AUTHOR=Yanney Michael P. , Prayle Andrew P. , Rowbotham Nicola J. , Kurc Miguel , Tilbrook Sean , Ali Nabeel
TITLE=Observational Study of Pulse Transit Time in Children With Sleep Disordered Breathing
JOURNAL=Frontiers in Neurology
VOLUME=11
YEAR=2020
URL=https://www.frontiersin.org/journals/neurology/articles/10.3389/fneur.2020.00316
DOI=10.3389/fneur.2020.00316
ISSN=1664-2295
ABSTRACT=
Background: Pulse transit time (PTT) is a non-invasive measure of arousals and respiratory effort for which we aim to identify threshold values that detect sleep disordered breathing (SDB) in children. We also compare the sensitivity and specificity of oximetry with the findings of a multi-channel study.
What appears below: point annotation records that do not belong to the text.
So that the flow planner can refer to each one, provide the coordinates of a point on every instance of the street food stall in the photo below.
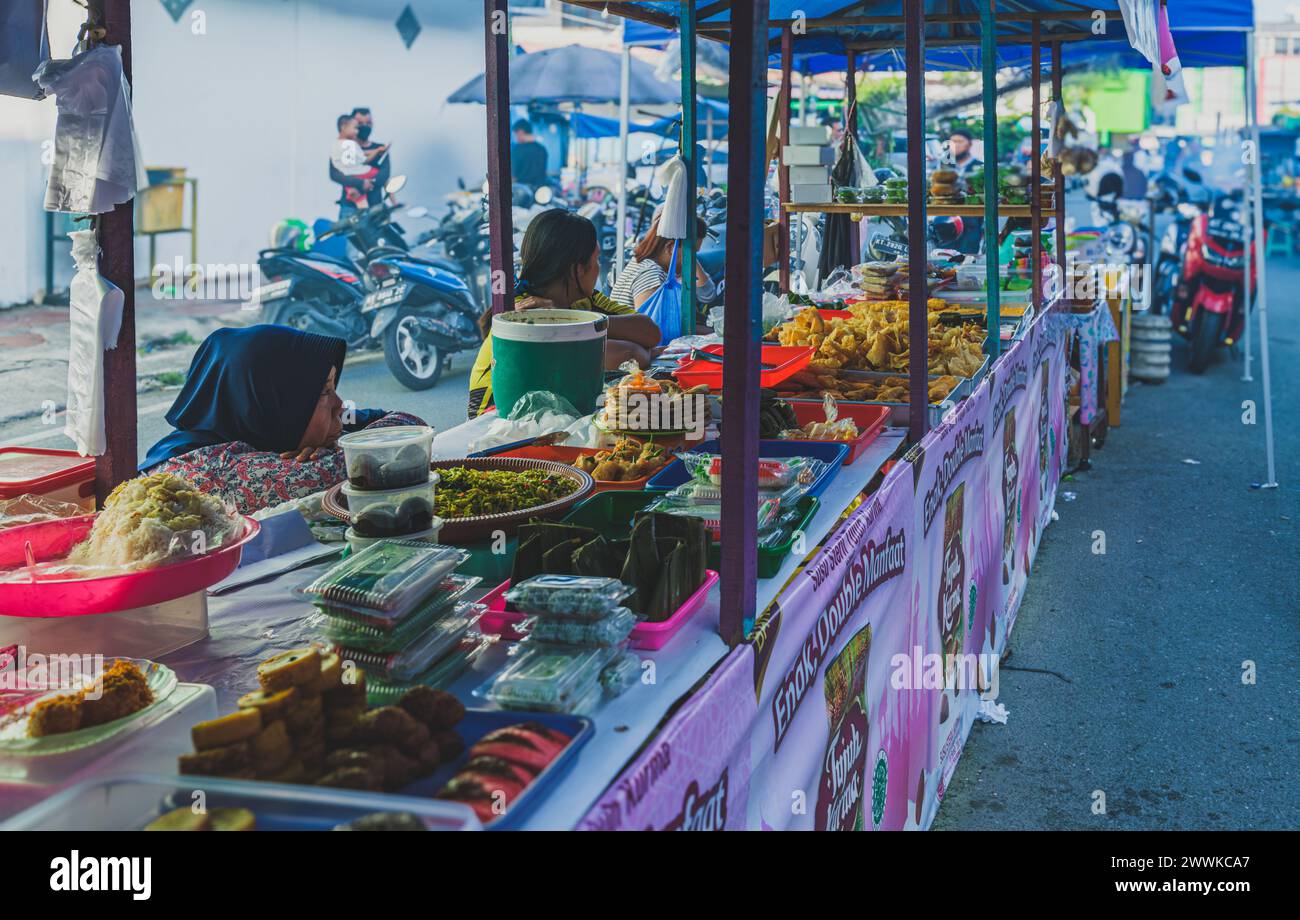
(512, 633)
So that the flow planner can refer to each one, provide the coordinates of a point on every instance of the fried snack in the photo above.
(226, 730)
(293, 668)
(272, 706)
(229, 760)
(55, 716)
(182, 819)
(233, 819)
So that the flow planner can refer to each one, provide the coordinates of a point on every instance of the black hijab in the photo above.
(258, 383)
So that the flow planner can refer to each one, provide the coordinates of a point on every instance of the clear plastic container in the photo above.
(609, 630)
(440, 676)
(577, 597)
(388, 458)
(131, 801)
(424, 649)
(394, 512)
(551, 678)
(386, 580)
(382, 636)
Methods: We performed a cross-sectional observational study of 521 children with SDB admitted for multi-channel sleep studies (pulse oximetry, ECG, video, sound, movement, PTT) in a secondary care centre. PTT data was available in 368 children. Studies were categorised as normal; primary snoring; upper airway resistance syndrome (UARS); obstructive sleep apnoea (OSA), and “abnormal other.” Receiver operator characteristic curves were constructed for different PTT (Respiratory swing; Arousal index) thresholds using a random sample of 50% of children studied (training set); calculated thresholds of interest were validated against the other 50% (test set). Study findings were compared with oximetry categories (normal, inconclusive, abnormal) using data (mean and minimum oxygen saturations; oxygen desaturations > 4%) obtained during the study.
Results: Respiratory swing of 17.92 ms identified SDB (OSA/UARS) with sensitivity: 0.80 (C.I. 0.62–0.90) and specificity 0.79 (C.I. 0.49–0.87). PTT arousal index of 16.06/ hour identified SDB (OSA/UARS) with sensitivity: 0.85 (95% C.I. 0.67–0.92) and specificity 0.37 (95% C.I. 0.17–0.48). Oximetry identified SDB (OSA) with sensitivity: 0.38 (C.I. 0.31–0.46) and specificity 0.98 (C.I. 0.97–1.00).
Conclusions: PTT is more sensitive but less specific than oximetry at detecting SDB in children. The additional use of video and sound enabled detection of SDB in twice as many children as oximetry alone.